Simeon bar Yochai or in Aramaic Rabban Shimmon bar Yochai is also known by his acronym which is Rashbi. This man was a very popular tannaic sage in the first century in ancient Israel. He was well known after the destruction of the 2nd Temple in 70 CE. Simeon was one of the high ranking followers of Rabbi Akiva and is associated with the writing of the Zohar which is the main work of the Kabbalah.
He is also closely associated with the legal homilies that are known as Sifre and Mekhilta. Simeon is the fourth most acknowledged sage in the Mishnah where he is usually referred to as “Rabbi Shimmon”.
It is also important to add that common legend has it that this man and his son (Rabbi Eleazer b. Simeon) were some of the most prominent Kabbalists. That is the reason why they are both very revered in the Kabbalistic traditions.
Critic of Rome
The Talmud records Rabbi Shimon bar Yochai as being a critic to the Roman government and that is why he was forced to go into exile for over thirteen years with his son. Tradition notes that these two found a dwelling in a cave which is believed to be in Peki’in. It is also believed that right at the entrance of the cave, a carob tree grew up and a spring of fresh water came forth and thus they were well provided for against hunger and thirst. The two cast off their clothing and only used them during prayers. They embedded their bodies in the sand right up to their necks and read the Torah all day long.
Works and Legends
Rabbinic sources record him to have acquired a reputation as a person who performs miracles and it is because of that reason that he was taken to Rome as an Envoy. On reaching Rome, it is noted that he removed a demon from the daughter of the then emperor. However this demon is also said to have entered the daughter willingly so that Rabbi Shimmon would accomplish the miracle.
This Rabbi had a very big passion for law and that is why he was most commonly associated with the legal homilies (Sifre and Mekhita). There are however modern scholars who believe that Moses de Leon who published the Zohar is the one responsible for writing it.
A more detailed account of the Rabbi Shimon’s life and teachings are in W Bacher’s Agada der Tannaiten, ii. pp. 70-149.
There is also a mid-eighth century Jewish apocalypse that is associated with the Rabbi, see The Secrets of Rabbi Simon ben Yohai.
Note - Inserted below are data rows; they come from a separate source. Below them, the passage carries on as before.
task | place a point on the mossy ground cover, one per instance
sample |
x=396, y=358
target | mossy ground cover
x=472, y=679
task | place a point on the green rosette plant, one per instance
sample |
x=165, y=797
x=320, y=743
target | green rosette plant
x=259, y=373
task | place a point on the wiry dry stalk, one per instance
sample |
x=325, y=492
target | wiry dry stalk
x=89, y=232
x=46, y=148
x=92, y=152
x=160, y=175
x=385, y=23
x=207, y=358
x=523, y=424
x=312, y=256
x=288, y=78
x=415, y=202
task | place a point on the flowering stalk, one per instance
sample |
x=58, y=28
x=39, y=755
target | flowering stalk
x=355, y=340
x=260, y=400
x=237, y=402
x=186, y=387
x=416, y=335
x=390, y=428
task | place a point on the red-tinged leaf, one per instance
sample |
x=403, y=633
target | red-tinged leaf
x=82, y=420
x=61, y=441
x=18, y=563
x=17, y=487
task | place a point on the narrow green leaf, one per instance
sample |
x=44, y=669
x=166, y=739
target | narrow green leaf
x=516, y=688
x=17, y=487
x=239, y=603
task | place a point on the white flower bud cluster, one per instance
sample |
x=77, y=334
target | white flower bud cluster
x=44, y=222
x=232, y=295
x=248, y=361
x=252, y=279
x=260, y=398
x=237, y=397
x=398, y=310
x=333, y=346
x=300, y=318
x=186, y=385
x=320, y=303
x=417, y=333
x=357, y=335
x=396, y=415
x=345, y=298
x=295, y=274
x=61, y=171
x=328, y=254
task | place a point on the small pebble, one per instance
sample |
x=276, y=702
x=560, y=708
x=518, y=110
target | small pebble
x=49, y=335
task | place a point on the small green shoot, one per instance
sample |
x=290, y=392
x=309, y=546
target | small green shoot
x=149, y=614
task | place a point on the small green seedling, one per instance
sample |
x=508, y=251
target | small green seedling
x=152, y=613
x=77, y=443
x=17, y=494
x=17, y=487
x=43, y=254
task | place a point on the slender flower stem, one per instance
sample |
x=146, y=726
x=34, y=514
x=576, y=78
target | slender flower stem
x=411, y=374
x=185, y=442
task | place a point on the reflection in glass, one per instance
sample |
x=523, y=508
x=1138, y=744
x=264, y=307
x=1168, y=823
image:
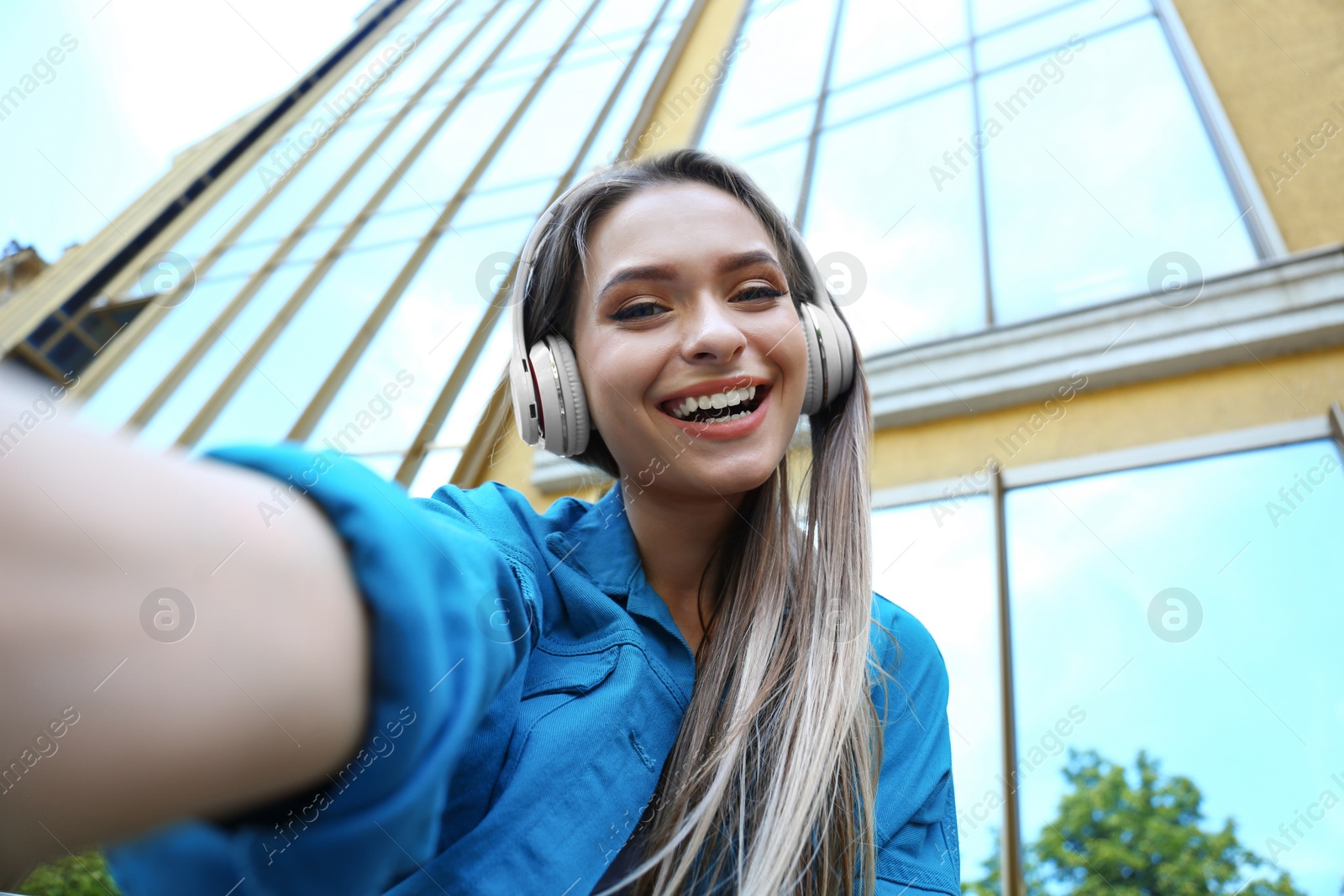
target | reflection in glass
x=1191, y=610
x=936, y=560
x=1101, y=168
x=913, y=241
Jewish communities around the world celebrate both the Lag Ba’omer and the Yahrzeit which is the anniversary of death.
The Rabbi Shimon bar Yochai’s Yahrzeit is referred to as Yom Hillula which is a day of celebration. This is derived from the original writing of Shaar HaKavanot by Rabbi Moshe Chaim Luzzato, which refers to the day as Yom Simchato or “the day of his happiness”. That is of course contrary to Yom SheMet which means “the day that he died”. It is therefore important to note that there is usually a widely acknowledged custom celebration on his yahrzeit at Meron which is the burial point of Rabbi Shimmon bar Yochai and his son (Rabbi Eleazer b. Simeon). Tens of thousands of people celebrate the Yom Hillula with torches, dancing and songs. It is also custom to find three year old boys having their first hair cuts at these celebrations right from the time of Rabbi Isaac Luria. While that is taking place, their parents distribute goodies that include sweets and wine.
Most people accept the fact that Rabbi Shimmon and his son were buried at Mount Meron where there is a building that is arched in structure.